You are a moocher, a zombie, soulless, mouth-breathing, ignorant, greedy, self-indulgent, envious, shallow and lazy.
The foregoing is a summation of “analysis” from conservative pundits and media figures — Cal Thomas, Ted Nugent, Bill O’Reilly, et cetera — seeking to explain Mitt Romney’s emphatic defeat. They seem to have settled on a strategy of blaming the voters for not being smart enough or good enough to vote as they should have. Because America wasn’t smart enough or good enough, say these conservatives, it shredded the Constitution, bear-hugged chaos, French-kissed Socialism, and died.
In other words, the apocalypse is coming.
Granted, such thinking does not represent the totality of conservative response to the election. The reliably sensible columnist Kathleen Parker offered a, well… reliably sensible take on what’s wrong with the Republican Party. Louisiana governor Bobby Jindal spoke thoughtfully to Politico about how conservatism must change to meet the challenges of the future.
Unfortunately, for every Parker or Jindal, there is a Donald Trump urging revolution or a petition drive advocating secession from the union. And just when you think you’ve heard it all, just when you think you could not possibly be more astonished at how panic-stricken and estranged from reality much of the political right now is, there comes word of Henry Hamilton’s suicide.
He was the 64-year-old owner of a tanning salon in Key West, FL. As recently reported in The Miami Herald, he was found dead two days after the election with empty prescription bottles next to him, one for a drug to treat anxiety, another for a drug to treat schizophrenia. Hamilton, according to his partner, Michael Cossey, was stressed about his business and had said that if President Obama were re-elected, “I’m not going to be around.” Police found his will, upon which was scrawled “F— Obama.”
Sometimes, they act — the Hannitys, the O’Reillys, the Trumps, the Limbaughs, the whole conservative political infotainment complex — as if this were all a game, as if their nonstop litany of half-truths, untruths and fear mongering, their echo chamber of studied outrage, practiced panic, intellectual incoherence and unadulterated equine feculence, had no human consequences. Sometimes, they behave as if it were morally permissible — indeed, morally required — to say whatever asinine, indefensible, coarse or outrageous thing comes to mind in the name of defeating or diminishing the dreaded left. And never mind that vulnerable people might hear this and shape their beliefs accordingly.

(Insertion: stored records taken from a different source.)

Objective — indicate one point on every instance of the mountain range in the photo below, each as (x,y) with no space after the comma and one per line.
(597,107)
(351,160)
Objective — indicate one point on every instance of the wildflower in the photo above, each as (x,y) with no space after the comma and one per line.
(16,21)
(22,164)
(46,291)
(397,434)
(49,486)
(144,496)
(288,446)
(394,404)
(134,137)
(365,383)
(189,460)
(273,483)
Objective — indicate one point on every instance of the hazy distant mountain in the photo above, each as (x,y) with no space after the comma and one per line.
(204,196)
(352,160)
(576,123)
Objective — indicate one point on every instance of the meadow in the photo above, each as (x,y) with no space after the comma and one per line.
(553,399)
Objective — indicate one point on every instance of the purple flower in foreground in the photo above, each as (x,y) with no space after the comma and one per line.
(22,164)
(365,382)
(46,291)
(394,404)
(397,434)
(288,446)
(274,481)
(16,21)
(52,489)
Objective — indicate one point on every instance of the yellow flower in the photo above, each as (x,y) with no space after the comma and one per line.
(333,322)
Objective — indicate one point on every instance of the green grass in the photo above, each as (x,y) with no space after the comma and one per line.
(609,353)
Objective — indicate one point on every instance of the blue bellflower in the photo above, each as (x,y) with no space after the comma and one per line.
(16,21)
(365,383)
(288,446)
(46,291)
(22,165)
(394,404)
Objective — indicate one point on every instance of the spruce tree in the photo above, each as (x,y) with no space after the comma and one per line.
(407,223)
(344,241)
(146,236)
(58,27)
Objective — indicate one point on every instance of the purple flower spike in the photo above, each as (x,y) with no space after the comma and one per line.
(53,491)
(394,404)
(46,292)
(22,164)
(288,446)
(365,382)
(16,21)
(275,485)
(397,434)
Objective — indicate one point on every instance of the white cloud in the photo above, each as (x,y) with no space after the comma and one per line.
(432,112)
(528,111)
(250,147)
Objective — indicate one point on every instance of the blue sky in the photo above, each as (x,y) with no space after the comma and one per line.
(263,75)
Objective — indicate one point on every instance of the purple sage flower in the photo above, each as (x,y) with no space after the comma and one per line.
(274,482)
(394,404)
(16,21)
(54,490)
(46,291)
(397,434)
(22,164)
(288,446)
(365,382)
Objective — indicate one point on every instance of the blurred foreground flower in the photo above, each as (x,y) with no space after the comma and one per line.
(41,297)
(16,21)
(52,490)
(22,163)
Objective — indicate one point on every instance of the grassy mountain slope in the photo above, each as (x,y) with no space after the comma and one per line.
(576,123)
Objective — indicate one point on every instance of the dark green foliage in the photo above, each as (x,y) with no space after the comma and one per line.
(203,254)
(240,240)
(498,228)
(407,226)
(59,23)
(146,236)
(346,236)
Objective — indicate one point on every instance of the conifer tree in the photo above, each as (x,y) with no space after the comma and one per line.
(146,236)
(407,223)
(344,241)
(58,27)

Did the conservative political infotainment complex kill Henry Hamilton? No.
But were they the water in which he swam, a Greek chorus echoing and magnifying the outsized panic that troubled his unwell mind? It seems quite likely.
One hopes, without any real expectation, that Hamilton’s death will give pause to the flame-throwers on the right. One hopes, without any real expectation, that somebody will feel a twinge of conscience. Or shame.
But that will not happen.
Because, what you see here is not the behavior of calculating showmen who don’t believe half the garbage they say. If it were, we might have hope.
But these, I have come to believe, are not showmen. They are zealots. They do believe half the garbage they say, and they have microphones to say it with. That is infinitely more frightening.
So one can only hope, with slightly more expectation, that the GOP will finally disenthrall itself from this ongoing affront to decency and intelligence and thereby render it moot.
Until it does, we can only absorb the impact of these regularly scheduled meltdowns. And pity the likes of Henry Hamilton.
For him, the apocalypse already came.